O crescimento acelerado das apostas online no Brasil trouxe um impacto que vai além da economia e do entretenimento. Endividamento, ansiedade, depressão, isolamento social e perda de controle do comportamento têm aparecido com cada vez mais frequência nos atendimentos em saúde mental.
Diante desse cenário, o Sistema Único de Saúde (SUS) anunciou uma nova estratégia de cuidado: a implementação de teleatendimento específico para pessoas com problemas relacionados a jogos e apostas, em parceria com o Hospital Sírio-Libanês. A iniciativa está prevista para começar em 2026 e representa um avanço importante no reconhecimento da dependência em jogos como uma condição de saúde que exige abordagem estruturada.
Inicialmente, o programa deve oferecer cerca de 450 consultas online por mês, com possibilidade de ampliação conforme a demanda. O atendimento será voltado a pessoas que perderam o controle sobre apostas, acumulam dívidas relacionadas ao jogo, apresentam sofrimento emocional significativo ou já não conseguem interromper o comportamento sozinhas.

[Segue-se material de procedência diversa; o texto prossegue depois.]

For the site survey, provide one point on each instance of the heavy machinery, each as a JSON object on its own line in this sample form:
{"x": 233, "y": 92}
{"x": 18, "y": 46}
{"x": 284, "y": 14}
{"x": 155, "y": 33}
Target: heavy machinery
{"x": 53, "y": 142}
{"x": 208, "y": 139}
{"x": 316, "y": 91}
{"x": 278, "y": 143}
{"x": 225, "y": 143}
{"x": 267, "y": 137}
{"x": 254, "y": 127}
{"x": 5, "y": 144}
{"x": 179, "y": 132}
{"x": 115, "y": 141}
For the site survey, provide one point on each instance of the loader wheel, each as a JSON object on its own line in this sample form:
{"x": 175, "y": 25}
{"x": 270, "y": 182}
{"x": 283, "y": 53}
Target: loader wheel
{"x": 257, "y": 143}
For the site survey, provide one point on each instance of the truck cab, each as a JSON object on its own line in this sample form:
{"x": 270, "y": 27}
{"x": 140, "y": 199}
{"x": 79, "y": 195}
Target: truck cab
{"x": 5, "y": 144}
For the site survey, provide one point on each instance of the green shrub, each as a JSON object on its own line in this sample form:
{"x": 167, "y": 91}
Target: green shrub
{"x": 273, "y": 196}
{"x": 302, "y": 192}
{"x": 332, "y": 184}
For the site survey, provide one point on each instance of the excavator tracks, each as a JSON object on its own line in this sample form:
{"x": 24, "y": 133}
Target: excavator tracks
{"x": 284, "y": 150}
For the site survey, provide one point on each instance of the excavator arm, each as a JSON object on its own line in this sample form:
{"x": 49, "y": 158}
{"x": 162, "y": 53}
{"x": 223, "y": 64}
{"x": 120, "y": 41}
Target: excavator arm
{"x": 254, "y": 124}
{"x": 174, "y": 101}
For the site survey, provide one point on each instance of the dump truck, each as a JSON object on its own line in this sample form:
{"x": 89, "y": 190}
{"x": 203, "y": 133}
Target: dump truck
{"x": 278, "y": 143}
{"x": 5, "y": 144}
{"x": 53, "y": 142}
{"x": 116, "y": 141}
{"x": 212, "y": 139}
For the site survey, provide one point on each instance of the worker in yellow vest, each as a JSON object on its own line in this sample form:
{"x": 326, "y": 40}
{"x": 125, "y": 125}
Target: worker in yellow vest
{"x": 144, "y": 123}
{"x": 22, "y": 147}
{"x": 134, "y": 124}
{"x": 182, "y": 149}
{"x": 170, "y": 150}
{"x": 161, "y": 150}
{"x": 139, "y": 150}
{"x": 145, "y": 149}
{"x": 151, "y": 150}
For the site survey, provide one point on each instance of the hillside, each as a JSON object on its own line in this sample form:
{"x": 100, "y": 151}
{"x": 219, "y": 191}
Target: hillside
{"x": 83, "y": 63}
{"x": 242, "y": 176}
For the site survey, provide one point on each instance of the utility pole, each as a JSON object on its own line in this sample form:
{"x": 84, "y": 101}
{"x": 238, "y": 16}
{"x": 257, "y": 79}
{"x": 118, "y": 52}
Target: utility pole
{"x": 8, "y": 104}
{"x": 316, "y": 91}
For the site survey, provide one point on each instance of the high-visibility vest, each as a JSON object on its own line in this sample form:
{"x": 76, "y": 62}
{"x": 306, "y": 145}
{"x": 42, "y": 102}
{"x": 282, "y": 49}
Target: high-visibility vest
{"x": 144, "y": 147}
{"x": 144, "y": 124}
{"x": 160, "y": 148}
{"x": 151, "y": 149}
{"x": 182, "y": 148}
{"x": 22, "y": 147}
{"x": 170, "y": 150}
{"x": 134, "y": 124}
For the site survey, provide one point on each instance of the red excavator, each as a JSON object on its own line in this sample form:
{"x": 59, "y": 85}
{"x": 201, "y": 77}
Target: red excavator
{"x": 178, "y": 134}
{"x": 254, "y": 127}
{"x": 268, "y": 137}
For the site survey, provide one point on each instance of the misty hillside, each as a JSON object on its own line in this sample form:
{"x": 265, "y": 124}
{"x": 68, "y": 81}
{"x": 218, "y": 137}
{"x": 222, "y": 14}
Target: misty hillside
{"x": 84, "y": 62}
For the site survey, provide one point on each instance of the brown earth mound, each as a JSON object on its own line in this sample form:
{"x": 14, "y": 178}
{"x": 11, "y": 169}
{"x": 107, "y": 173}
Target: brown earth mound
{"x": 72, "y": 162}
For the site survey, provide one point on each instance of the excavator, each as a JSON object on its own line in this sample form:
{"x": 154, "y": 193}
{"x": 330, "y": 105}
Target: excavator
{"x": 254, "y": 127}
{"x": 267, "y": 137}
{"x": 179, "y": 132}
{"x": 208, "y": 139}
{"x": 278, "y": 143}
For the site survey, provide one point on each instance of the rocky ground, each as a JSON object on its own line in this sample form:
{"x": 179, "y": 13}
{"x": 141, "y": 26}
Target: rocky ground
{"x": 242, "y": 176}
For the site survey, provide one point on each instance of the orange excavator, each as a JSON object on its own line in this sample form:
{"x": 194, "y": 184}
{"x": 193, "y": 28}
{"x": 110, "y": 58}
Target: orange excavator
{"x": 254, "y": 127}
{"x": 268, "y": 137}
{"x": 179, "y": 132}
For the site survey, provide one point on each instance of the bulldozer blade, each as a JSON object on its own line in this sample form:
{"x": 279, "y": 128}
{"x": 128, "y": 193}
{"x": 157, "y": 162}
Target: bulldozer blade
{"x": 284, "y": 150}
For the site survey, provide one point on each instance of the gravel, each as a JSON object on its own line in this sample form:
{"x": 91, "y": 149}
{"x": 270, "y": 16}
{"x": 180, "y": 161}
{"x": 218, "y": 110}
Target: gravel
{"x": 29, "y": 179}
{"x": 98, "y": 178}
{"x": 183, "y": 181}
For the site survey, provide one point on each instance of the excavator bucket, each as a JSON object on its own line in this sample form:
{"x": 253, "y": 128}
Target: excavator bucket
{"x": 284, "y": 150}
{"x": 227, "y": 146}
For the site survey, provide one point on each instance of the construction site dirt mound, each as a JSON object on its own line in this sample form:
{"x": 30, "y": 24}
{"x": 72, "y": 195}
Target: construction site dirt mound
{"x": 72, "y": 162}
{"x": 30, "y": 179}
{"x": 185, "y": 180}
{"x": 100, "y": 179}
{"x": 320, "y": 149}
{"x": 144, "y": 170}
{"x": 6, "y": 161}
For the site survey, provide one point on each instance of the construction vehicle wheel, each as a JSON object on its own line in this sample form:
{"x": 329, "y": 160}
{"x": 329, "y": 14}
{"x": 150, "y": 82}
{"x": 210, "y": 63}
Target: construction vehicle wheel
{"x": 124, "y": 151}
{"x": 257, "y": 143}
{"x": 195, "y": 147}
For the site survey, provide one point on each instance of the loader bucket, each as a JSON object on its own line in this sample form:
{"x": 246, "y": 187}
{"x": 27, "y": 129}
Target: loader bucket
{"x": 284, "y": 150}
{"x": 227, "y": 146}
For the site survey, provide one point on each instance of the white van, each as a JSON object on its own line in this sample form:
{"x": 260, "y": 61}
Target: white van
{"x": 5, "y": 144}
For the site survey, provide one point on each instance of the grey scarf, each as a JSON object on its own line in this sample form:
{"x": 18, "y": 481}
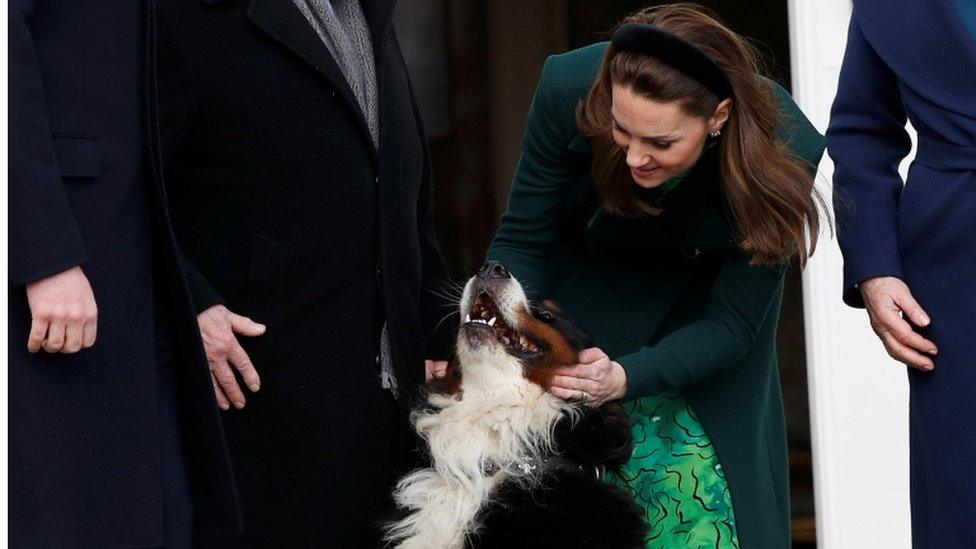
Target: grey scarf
{"x": 341, "y": 25}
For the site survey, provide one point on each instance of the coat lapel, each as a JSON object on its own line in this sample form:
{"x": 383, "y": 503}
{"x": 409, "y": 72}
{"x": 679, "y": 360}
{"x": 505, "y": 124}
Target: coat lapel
{"x": 283, "y": 22}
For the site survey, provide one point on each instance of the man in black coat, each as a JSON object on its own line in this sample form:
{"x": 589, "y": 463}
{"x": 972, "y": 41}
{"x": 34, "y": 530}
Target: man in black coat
{"x": 299, "y": 185}
{"x": 115, "y": 438}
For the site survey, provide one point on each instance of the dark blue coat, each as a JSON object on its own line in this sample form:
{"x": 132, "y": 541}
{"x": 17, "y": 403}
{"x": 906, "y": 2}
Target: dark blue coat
{"x": 915, "y": 60}
{"x": 85, "y": 437}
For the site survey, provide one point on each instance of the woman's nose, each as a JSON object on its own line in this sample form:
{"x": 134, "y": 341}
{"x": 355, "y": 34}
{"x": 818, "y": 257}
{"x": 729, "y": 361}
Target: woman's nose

O cuidado, no entanto, não se limita ao ambiente virtual. Quando identificado risco maior ou necessidade de acompanhamento contínuo, os pacientes poderão ser encaminhados para atendimento presencial na rede SUS, como Centros de Atenção Psicossocial (CAPS), Unidades Básicas de Saúde (UBS) e Unidades de Pronto Atendimento (UPAs). A proposta é integrar o teleatendimento a uma linha de cuidado organizada, evitando abordagens isoladas ou fragmentadas.
Outra frente anunciada pelo governo é a criação de uma ferramenta de autoexclusão. Por meio dela, a própria pessoa poderá solicitar o bloqueio do CPF em sites de apostas autorizados, além de deixar de receber publicidade dessas plataformas. A medida busca reduzir o estímulo contínuo ao comportamento aditivo, especialmente em fases de maior vulnerabilidade emocional.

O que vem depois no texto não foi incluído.